Right now non-transcribed features can be all over the map, and as a result become hard to parse. In the NCBI annotation of GRCh38, a wide array of top-level non-gene features are used. Additionally, I have not seen any spec define a collection of non-transcribed features (analogous to isoforms of a gene).

In the specification I built under the BioCantor repo, I attempted to regularize top-level features by calling any grouping of non-transcribed features a biological region (which I chose based on SO:0001411), and then deviated from SO by calling any interval in that grouping a feature_interval. I then also chose to define a "joined" interval of non-transcribed feature (analogous to an exon) a subregion.
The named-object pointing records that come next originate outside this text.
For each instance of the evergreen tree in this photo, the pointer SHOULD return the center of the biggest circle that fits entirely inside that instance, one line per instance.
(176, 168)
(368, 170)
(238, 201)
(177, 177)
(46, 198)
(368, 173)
vkkodali commented 2 years ago

Hi @ifiddes thank you for your comment. Currently, the focus of these recommendation is on protein-coding genes. The point here is a general recommendation to just use “gene” and “pseudogene” in column 3 for genes, and provide additional granularity of gene types in column 9, as opposed to saying protein_coding_gene in column 3. Properly parsing the broader scope of SO types that can be represented in GFF3 requires using the SO hierarchy. While I understand the challenges posed by using a wide range of terms in column 3, I believe calling everything “biological_region” would be a huge generalization, and force ad hoc processing of non-standard attributes in column 9 to make use of the rich annotation.